Madó tentou engolir a provocação em seco, mas foi-lhe dificil. Interropmeu, por instantes, a sua viagem à memória e a conversa com os botões e atirou:

– Mas agora é assim? Suas cabronas de merda! Já não se respeita mai sas mais velhas e até marido das vossas mães também estão a receber? E ainda vos acodem na música deste malandro que as p… também merecem… Deus, Nossa Senhora!- Desabafou transtornada pelo que acabara de ouvir das jovens.

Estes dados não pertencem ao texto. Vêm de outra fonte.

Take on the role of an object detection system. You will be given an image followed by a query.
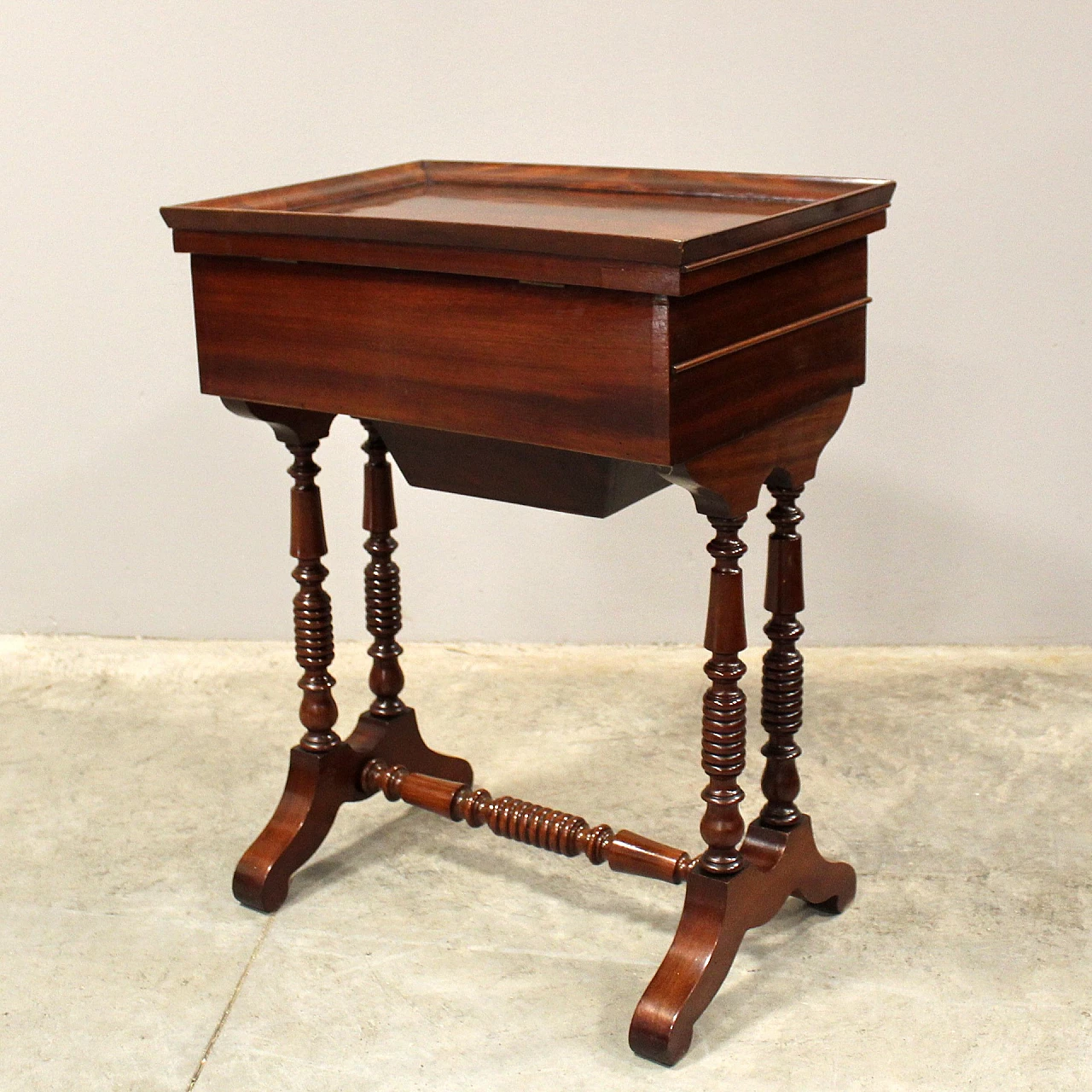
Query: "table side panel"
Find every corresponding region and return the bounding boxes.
[192,254,668,463]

Os nervos afloravam à pele e a senhora teve mesmo de se controlar para não soltar palavras que nunca se esperavam sair da boca de uma senhora de idade. Madó tinha-se lembrado do ditado popular .

- Mana ambula ngó. Madiuanu ! - Acalmou Domingas António.

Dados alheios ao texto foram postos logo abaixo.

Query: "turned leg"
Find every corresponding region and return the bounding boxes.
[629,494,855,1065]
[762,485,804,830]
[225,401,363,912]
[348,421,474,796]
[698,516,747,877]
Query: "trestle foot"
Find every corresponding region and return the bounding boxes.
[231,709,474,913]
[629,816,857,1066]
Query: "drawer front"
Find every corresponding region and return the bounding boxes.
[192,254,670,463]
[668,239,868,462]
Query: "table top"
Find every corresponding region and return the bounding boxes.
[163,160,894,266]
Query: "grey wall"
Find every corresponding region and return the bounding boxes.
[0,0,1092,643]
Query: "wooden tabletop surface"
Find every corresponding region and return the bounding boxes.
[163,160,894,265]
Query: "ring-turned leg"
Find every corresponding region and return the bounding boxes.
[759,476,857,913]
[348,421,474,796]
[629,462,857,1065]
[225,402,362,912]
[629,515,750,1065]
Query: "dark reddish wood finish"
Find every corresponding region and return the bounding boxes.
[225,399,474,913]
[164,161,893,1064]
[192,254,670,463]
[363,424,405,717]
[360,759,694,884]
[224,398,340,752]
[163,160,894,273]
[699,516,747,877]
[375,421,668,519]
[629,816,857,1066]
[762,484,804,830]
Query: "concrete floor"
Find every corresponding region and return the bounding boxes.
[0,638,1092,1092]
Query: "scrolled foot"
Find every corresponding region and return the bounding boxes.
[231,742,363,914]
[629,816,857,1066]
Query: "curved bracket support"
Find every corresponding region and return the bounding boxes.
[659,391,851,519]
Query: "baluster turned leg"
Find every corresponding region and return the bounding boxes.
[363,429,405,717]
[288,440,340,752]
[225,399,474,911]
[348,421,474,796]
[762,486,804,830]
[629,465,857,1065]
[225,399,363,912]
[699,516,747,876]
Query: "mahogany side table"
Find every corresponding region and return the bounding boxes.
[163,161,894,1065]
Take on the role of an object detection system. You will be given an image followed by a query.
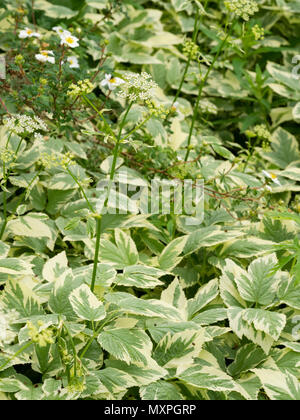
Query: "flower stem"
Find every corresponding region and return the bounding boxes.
[165,8,199,122]
[91,214,102,292]
[66,167,95,213]
[184,20,235,161]
[0,341,33,371]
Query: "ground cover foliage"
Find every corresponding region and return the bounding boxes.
[0,0,300,400]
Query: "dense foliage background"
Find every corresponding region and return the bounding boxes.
[0,0,300,400]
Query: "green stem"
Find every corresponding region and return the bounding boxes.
[243,137,259,172]
[66,167,95,213]
[122,114,152,141]
[185,20,235,162]
[83,96,117,141]
[91,214,102,292]
[165,8,199,121]
[13,169,42,212]
[0,341,33,371]
[0,133,23,240]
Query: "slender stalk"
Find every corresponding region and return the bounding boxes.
[83,96,118,141]
[66,167,95,213]
[184,20,235,161]
[64,324,77,376]
[91,214,102,292]
[91,103,132,292]
[243,137,259,172]
[0,341,32,371]
[165,8,199,121]
[0,132,16,240]
[122,114,152,141]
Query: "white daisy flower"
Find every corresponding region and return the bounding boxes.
[100,74,125,90]
[61,33,79,48]
[52,26,71,36]
[19,28,41,39]
[262,171,281,185]
[35,50,55,64]
[67,55,80,69]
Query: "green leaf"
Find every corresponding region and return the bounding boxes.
[235,254,279,306]
[277,273,300,310]
[227,343,267,377]
[140,381,184,401]
[158,237,187,271]
[252,369,300,401]
[34,0,78,19]
[98,328,152,365]
[188,279,219,319]
[183,226,243,255]
[116,265,165,289]
[100,229,139,268]
[70,284,106,321]
[177,359,237,391]
[262,127,300,169]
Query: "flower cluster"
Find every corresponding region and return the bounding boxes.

No clima de “conversa puxa conversa”, uma autêntica confusão se instalou no Hiace para a gratidão do cobrador que, devido ao calor e falta de acépsia, ia distribuindo odores fedorentos aos mais próximos.

– Pôças, esses jovens nem higiene laboral têm! Mal o mecânico termina os trabalhos eu juro: Nunca mais essa merda! – Desabafou desgostoso um homem de idade, Matias Fuccic de seu nome de registo civil.

A viagem prossegue. Com ela, a “música do momento” que passa, repassa e torna a passar como se outra não houvesse. Entre prós e contras se fomentam conversas várias e aumentam-se os volumes bocais. O que sai para fora da viatura é já um turbilhão de vaias, elogios e palavras desencontradas. Os sons emitidos pelos altifalantes, os gemidos de um carro já cansado e sufocado pelo excesso de peso e as vozes dos que se xingam. Jovens atrevidos assobiam ao desgosto da mulheres ortodoxas.

- Hoje é hoje… - Desafiou Serafim, um conhecido gatuno de telemóveis e carteiras que costumava viajar nos candongueiros para avisar os amigos que se encontravam em prontidão nas diversas paragens.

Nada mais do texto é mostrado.